Democrats just got some more bad news as they head into the 2022 midterms and 2024 presidential elections.
The Republican Party has now taken the edge and made Florida officially a red state, which could have devastating consequences for Democrats, Politico reported.
Voter registration data collected by the state and shared with POLITICO shows that there are now 6,035 more voters registered as Republicans than Democrats out of 14.3 million active registered voters. Each party has more than 5.1 million voters.
“This is a milestone moment in Florida’s history,” said Helen Aguirre Ferré, executive director of the Republican Party of Florida.
Democrats — who once had solid control at all levels of elected office until Republicans won the Legislature and governor’s mansion in the ‘90s — held a substantial edge in voter registration just a few years ago.
During the 2010 midterms, amid the tea party wave and the election of Rick Scott to governor, Democrats had a nearly 568,000 voter advantage. That fell to 264,000 in 2018 when DeSantis barely defeated former Tallahassee Mayor Andrew Gillum by more than 32,000 votes to become the state’s 46th governor. Democrats also were ahead of Republicans by more than 134,000 registered voters last year when President Donald Trump comfortably defeated Joe Biden in the state.
DeSantis, who has pushed the Republican Party of Florida to expand its registration efforts and even contributed $2 million to the effort, correctly predicted earlier this month that his party had overtaken Democrats, a factor he attributed in part to people migrating to Florida due to anti-lockdown, anti-mandate policies he pushed during the Covid-19 pandemic.
During a speech to the National Conference of State Legislatures he quipped that if so many Republican voters had not left New Jersey for the Sunshine State that Gov. Phil Murphy would have been defeated.
“You are seeing people move to states that value freedom,” he said.
Jose Parra, a spokesperson for the Florida Democratic Party, tried to find a silver lining on Wednesday.
“At the end of the day all eligible voters can walk into a polling place and vote, not just active voters, and Democrats still hold the lead in eligible voters,” he said. “Republicans have been playing shell games with our voters by disproportionately moving massive numbers of people who can still vote to inactive status and have purged many others from the list altogether.”
Still it is tougher to get non-active eligible voters to the polls and it continues a disturbing trend for Democrats who are seeing increasing retirements among its members.
Vermont Democrat Sen. Patrick Leavy, the president pro tempore of the Senate, won’t seek reelection next year.
Leahy, who has been in the Senate after nearly 50 years, announced on Monday that he will not run for a ninth term.

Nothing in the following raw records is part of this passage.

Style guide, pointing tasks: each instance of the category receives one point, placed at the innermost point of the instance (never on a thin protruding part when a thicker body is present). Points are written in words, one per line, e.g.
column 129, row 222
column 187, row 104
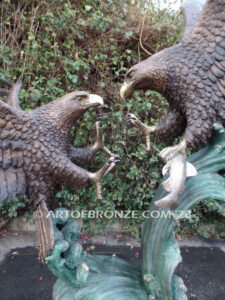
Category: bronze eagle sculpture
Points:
column 190, row 75
column 36, row 155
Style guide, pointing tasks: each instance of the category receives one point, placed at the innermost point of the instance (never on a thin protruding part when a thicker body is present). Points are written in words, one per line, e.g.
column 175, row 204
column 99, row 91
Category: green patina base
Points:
column 96, row 277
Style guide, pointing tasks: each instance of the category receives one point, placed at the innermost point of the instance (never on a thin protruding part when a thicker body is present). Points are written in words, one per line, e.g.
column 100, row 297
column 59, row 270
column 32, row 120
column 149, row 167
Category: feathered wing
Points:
column 191, row 10
column 12, row 184
column 12, row 178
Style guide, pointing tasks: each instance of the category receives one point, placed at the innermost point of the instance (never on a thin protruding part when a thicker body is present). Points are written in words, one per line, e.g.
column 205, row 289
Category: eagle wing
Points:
column 12, row 184
column 12, row 177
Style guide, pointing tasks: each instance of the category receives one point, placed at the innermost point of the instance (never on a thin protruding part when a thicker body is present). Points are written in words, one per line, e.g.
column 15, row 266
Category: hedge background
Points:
column 59, row 46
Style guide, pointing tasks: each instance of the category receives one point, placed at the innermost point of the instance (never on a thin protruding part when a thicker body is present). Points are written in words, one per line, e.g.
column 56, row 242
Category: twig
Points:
column 140, row 39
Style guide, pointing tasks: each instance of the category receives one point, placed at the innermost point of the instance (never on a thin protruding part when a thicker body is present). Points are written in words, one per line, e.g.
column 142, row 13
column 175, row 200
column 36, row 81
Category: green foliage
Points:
column 11, row 208
column 60, row 46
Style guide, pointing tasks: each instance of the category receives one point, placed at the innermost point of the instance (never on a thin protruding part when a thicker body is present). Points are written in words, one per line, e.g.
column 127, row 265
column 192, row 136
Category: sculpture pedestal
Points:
column 84, row 276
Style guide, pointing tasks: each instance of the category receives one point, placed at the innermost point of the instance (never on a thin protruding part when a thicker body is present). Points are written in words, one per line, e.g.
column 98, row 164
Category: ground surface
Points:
column 22, row 277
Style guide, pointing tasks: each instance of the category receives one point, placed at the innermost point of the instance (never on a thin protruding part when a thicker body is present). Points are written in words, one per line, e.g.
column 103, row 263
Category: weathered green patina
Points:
column 96, row 277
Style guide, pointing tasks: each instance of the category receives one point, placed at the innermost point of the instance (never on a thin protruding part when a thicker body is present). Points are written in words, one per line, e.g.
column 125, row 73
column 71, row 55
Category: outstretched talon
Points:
column 99, row 145
column 147, row 130
column 97, row 177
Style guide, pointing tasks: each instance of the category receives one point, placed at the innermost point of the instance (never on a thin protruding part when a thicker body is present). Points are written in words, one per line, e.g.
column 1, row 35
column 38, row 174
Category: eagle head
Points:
column 146, row 75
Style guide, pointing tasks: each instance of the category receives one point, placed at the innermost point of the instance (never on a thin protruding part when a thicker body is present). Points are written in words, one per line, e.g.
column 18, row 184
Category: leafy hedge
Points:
column 59, row 46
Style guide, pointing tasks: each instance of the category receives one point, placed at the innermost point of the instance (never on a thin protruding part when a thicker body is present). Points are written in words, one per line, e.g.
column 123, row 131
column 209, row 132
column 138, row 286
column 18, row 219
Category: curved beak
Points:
column 126, row 90
column 95, row 100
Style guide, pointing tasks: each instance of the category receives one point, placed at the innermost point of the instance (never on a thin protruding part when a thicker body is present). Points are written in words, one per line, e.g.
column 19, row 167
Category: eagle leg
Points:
column 169, row 152
column 97, row 177
column 99, row 145
column 147, row 130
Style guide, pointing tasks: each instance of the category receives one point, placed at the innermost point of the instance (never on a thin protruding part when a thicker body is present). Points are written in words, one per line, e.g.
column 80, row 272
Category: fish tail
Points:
column 167, row 202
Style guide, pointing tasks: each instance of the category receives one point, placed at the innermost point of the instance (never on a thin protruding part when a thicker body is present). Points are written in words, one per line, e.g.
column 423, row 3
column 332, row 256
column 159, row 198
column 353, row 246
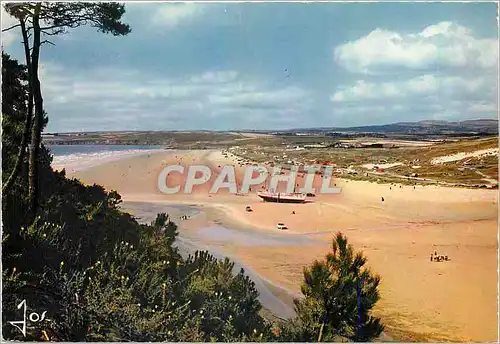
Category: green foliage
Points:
column 339, row 293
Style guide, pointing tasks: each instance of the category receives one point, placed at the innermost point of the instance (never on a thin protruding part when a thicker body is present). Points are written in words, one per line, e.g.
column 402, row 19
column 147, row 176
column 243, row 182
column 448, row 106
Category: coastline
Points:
column 397, row 237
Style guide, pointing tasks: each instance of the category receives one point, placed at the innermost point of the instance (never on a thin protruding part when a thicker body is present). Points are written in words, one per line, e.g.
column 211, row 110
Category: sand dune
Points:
column 462, row 155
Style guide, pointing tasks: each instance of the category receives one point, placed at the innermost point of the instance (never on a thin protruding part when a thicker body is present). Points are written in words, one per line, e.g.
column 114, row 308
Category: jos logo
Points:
column 33, row 317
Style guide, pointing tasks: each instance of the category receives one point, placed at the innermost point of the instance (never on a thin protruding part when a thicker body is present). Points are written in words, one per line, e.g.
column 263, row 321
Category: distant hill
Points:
column 427, row 127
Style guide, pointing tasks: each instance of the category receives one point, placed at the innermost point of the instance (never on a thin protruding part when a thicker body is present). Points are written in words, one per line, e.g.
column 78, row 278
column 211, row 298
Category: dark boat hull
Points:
column 281, row 200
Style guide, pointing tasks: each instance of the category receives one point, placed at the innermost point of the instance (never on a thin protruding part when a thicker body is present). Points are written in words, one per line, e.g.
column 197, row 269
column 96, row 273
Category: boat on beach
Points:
column 278, row 197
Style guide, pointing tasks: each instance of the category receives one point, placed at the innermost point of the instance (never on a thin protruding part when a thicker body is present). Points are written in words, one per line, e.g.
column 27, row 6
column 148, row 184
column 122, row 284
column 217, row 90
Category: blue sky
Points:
column 224, row 66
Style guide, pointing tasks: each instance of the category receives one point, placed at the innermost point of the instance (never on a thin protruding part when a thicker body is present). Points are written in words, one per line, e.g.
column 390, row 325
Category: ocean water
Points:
column 80, row 157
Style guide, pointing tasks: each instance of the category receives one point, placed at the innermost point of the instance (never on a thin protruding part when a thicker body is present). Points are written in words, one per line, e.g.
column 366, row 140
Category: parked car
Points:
column 281, row 226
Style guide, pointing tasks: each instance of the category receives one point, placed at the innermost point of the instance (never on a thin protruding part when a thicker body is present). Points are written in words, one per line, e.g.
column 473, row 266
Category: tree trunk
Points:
column 320, row 336
column 29, row 114
column 37, row 124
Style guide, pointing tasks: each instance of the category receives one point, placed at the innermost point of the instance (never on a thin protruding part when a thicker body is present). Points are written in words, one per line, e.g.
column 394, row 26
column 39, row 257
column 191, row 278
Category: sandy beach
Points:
column 421, row 300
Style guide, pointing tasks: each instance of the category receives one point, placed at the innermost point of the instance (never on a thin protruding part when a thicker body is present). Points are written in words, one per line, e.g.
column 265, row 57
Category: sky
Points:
column 236, row 66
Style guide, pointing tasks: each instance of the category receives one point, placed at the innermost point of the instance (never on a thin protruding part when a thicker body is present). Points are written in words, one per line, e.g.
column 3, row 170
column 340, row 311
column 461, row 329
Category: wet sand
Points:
column 420, row 300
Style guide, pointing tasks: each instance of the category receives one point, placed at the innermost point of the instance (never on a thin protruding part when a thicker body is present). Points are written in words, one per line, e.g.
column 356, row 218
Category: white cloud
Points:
column 425, row 85
column 172, row 14
column 10, row 36
column 444, row 44
column 134, row 100
column 483, row 107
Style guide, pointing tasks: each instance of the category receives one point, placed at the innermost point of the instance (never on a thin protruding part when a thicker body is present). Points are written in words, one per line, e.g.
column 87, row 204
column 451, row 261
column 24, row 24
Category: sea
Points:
column 80, row 157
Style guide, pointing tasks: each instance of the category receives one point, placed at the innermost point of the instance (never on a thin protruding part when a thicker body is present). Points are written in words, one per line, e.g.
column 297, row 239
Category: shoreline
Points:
column 396, row 236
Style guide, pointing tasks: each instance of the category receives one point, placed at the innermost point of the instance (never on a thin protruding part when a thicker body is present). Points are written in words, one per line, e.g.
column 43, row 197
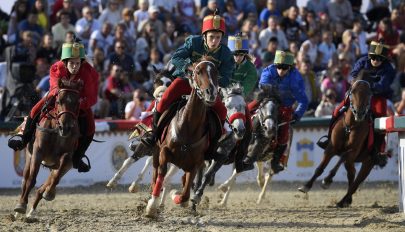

“It is time to put down the gavel. It is time to pass the torch to the next Vermonter, who will carry on this work for our great state,” Leahy said Monday. “It is time to come home.”
“Just 34 years old when he joined the Senate, Leahy won his first two elections narrowly before cruising comfortably in every election since 1986. During his tenure, Leahy served as chair of the Agriculture, Judiciary and Appropriations committees, taking the gavel at Appropriations when Democrats won back control of the Senate earlier this year,” Politico reported.
“Leahy is in his second stint as president pro tempore of the Senate, putting him third in the line of presidential succession. Sen. Dianne Feinstein of California — who was first elected 17 years after Leahy — is the next-longest-tenured Democrat in the chamber, followed by Sen. Patty Murray of Washington,” the report added.
Democratic Rep. John Yarmuth also announced this month that he will not be seeking reelection after serving thirteen years in Congress and becoming one of the most powerful liberals in Washington DC.
Yarmuth’s announcement is a blow for Democrats who hold a slim majority in the chamber and must now field a new candidate for his US House seat.
Yarmuth, the lone Democrat to represent Kentucky, also serves as the chair of the House Budget Committee, which is helping to steer President Joe Biden’s social safety net agenda through snags that have come up in negotiations.
“Truth be told, I never expected to be in Congress this long. I always said I couldn’t imagine being here longer than 10 years” he said in a video announcing his retirement. “After every election, I was asked how long I intended to serve, and I never had an answer. Today, I do. This term will be my last.”